It looked Edwardian, maybe a decade or two older, a slightly forbidding essay in red tiles and greying stucco with a multitude of lead-light windows and a sturdy front door with iron studs that badly needed painting. It was the kind of house that promised countless rooms inside, a twilight world, deeply private, somewhere you might lose yourself for weeks on end and not see another soul. Suttle listened to himself. Was he making this stuff up? Probably not, he thought. The best jobs happen in the shadows.

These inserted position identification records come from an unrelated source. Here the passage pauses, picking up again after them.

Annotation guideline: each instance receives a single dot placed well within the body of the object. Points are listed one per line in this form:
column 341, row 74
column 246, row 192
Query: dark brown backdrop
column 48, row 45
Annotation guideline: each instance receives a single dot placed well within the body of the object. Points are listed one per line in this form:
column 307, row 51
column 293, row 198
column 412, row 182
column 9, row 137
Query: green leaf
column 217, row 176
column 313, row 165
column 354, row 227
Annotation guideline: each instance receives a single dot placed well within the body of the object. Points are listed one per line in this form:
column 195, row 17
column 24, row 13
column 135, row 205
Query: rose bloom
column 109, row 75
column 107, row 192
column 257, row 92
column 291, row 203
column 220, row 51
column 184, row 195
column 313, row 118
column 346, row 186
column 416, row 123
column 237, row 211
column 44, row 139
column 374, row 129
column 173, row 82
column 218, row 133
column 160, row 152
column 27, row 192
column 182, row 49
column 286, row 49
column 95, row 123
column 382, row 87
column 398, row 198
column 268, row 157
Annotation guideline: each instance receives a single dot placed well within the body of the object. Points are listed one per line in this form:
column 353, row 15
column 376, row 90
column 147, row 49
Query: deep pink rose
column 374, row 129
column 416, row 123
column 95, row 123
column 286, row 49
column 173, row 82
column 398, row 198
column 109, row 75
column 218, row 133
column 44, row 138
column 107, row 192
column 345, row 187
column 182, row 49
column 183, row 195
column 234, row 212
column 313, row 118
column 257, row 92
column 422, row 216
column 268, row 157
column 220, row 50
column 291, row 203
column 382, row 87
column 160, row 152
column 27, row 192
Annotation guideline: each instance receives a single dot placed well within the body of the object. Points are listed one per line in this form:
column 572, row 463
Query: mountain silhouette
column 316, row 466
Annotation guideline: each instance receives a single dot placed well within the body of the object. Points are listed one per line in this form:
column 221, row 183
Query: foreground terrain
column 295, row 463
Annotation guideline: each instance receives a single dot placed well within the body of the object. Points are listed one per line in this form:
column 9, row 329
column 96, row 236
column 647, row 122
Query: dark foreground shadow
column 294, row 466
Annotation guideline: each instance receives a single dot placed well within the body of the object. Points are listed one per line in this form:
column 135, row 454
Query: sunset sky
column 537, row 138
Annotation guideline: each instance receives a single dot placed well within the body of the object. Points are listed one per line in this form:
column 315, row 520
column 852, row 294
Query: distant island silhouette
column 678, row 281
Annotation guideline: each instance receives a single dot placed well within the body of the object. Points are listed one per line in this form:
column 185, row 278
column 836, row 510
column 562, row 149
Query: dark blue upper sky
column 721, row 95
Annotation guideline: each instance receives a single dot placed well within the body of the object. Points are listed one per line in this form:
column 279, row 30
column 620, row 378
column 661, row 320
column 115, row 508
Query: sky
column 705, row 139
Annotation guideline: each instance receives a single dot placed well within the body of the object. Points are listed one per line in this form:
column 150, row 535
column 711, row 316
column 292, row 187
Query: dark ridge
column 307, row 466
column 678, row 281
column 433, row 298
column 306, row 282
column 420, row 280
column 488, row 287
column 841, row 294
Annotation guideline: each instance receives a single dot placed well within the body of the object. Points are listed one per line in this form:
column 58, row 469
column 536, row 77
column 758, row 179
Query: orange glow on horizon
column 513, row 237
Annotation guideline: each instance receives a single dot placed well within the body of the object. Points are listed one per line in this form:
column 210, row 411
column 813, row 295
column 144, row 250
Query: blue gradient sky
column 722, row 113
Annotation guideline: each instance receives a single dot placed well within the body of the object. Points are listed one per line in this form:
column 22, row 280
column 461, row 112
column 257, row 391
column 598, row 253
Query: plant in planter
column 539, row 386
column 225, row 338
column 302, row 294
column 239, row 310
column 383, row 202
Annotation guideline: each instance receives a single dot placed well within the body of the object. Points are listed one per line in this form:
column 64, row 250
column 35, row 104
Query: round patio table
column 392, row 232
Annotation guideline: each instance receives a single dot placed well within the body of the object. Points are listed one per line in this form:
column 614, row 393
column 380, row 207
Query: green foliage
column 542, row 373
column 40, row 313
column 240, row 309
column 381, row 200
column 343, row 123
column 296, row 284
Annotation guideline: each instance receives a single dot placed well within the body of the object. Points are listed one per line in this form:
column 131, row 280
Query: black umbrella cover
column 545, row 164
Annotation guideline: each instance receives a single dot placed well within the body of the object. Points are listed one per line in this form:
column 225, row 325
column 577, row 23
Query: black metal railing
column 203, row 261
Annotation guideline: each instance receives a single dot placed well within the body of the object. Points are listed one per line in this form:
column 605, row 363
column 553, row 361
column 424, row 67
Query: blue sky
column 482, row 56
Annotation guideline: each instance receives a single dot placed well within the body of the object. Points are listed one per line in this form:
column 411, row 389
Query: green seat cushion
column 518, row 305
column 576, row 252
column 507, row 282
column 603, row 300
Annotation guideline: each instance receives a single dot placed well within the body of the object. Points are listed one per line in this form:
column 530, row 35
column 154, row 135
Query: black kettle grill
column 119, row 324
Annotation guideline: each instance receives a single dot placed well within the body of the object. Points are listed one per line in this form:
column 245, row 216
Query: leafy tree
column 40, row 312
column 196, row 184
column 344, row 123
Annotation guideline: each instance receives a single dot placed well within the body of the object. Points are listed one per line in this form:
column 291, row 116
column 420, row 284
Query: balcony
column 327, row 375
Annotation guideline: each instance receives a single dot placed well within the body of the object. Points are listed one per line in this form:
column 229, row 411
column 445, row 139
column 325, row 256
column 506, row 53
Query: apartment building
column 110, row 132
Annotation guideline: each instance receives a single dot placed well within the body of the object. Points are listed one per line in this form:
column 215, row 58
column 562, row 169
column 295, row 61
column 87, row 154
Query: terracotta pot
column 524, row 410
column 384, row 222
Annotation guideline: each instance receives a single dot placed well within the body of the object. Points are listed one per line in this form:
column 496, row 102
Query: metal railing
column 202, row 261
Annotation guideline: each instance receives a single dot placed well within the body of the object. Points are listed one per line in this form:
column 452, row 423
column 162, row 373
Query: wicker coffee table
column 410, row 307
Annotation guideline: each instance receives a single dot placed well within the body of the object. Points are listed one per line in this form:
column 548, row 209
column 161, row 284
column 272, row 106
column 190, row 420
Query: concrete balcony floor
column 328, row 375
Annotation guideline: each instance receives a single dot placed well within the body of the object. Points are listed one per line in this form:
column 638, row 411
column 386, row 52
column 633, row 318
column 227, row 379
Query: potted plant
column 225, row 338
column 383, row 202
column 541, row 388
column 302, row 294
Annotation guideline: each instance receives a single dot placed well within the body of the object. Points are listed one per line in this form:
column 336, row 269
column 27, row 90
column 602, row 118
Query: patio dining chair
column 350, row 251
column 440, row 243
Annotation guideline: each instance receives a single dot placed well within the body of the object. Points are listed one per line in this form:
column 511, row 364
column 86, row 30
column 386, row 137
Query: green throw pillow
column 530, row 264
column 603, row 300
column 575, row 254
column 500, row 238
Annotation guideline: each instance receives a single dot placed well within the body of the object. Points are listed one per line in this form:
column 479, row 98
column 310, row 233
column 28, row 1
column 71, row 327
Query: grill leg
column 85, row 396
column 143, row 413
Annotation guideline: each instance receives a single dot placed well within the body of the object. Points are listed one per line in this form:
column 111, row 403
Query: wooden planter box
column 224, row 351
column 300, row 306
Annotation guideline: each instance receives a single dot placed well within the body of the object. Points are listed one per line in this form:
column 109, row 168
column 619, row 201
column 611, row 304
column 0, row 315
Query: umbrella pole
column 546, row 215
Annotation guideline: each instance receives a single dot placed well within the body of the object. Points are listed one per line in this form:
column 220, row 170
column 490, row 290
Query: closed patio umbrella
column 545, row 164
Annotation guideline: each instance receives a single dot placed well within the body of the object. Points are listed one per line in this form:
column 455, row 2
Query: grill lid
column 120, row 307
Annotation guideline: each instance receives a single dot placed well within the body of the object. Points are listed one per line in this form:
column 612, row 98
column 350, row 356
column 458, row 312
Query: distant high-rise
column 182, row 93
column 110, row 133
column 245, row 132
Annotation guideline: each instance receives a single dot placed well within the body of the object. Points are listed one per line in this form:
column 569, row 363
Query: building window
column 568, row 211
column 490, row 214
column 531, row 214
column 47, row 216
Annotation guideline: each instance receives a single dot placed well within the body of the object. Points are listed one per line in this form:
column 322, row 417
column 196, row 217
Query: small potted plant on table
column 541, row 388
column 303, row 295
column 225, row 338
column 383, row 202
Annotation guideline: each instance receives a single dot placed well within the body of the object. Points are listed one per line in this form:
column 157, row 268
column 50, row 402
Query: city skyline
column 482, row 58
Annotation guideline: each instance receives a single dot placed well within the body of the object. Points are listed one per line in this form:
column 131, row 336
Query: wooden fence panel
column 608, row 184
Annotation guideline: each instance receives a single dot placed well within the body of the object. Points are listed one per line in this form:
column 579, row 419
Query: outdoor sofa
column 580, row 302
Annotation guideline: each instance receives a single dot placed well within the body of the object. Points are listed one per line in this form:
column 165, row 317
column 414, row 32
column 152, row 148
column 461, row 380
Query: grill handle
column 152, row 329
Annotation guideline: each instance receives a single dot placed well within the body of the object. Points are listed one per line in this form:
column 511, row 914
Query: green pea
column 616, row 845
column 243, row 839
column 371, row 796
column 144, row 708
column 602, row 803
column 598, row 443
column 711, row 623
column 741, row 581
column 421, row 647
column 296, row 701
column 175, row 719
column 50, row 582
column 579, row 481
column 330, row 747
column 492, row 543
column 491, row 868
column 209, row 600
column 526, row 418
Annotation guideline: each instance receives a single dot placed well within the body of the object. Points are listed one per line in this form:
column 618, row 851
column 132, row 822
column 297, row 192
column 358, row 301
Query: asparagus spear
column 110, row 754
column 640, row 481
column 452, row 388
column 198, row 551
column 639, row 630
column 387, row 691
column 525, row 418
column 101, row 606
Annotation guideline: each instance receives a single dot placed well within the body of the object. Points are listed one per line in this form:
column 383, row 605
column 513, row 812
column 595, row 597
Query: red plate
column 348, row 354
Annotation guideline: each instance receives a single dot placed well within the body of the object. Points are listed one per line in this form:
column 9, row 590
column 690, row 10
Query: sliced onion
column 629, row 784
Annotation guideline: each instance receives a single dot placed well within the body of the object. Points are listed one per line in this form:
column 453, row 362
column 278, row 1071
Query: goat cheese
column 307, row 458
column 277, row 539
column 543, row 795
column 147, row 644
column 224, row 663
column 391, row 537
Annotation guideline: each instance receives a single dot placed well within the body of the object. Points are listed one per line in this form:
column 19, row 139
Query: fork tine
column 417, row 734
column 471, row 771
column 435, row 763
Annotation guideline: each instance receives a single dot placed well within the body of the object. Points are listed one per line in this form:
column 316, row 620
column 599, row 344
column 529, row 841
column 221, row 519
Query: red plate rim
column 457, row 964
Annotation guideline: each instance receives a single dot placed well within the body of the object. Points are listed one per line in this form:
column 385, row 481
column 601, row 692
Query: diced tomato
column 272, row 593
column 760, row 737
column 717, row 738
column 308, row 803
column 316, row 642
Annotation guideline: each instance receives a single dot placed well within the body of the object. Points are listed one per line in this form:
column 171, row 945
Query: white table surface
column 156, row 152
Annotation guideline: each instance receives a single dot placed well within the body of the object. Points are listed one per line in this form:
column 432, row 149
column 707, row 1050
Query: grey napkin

He was still wrestling with the forensic one-piece when D/C Luke Golding appeared. He was small – five six, five seven – and as ever the suit engulfed him. He and Suttle had been working together for a couple of years and for a time the relationship had floated on the shared acknowledgement that life, in the round, was a richly bonkers proposition. At first Suttle had gladly signed up to this proposition, enjoying Golding’s astonishing talent for surfing the madness that lay at the heart of so many investigations. But now, after what had happened in the summer, he knew different. Your own life could come close to killing you. In places where it really mattered.
‘Well?’ Suttle nodded at the house. Treading plates were visible through the open door, disappearing into the gloom of the hall beyond.
Golding loosened the hood of the suit and tilted his face to the wind. With his boyishness and sudden grin he could almost pass for a teenager, an assumption that some of the rougher trade had lived to regret.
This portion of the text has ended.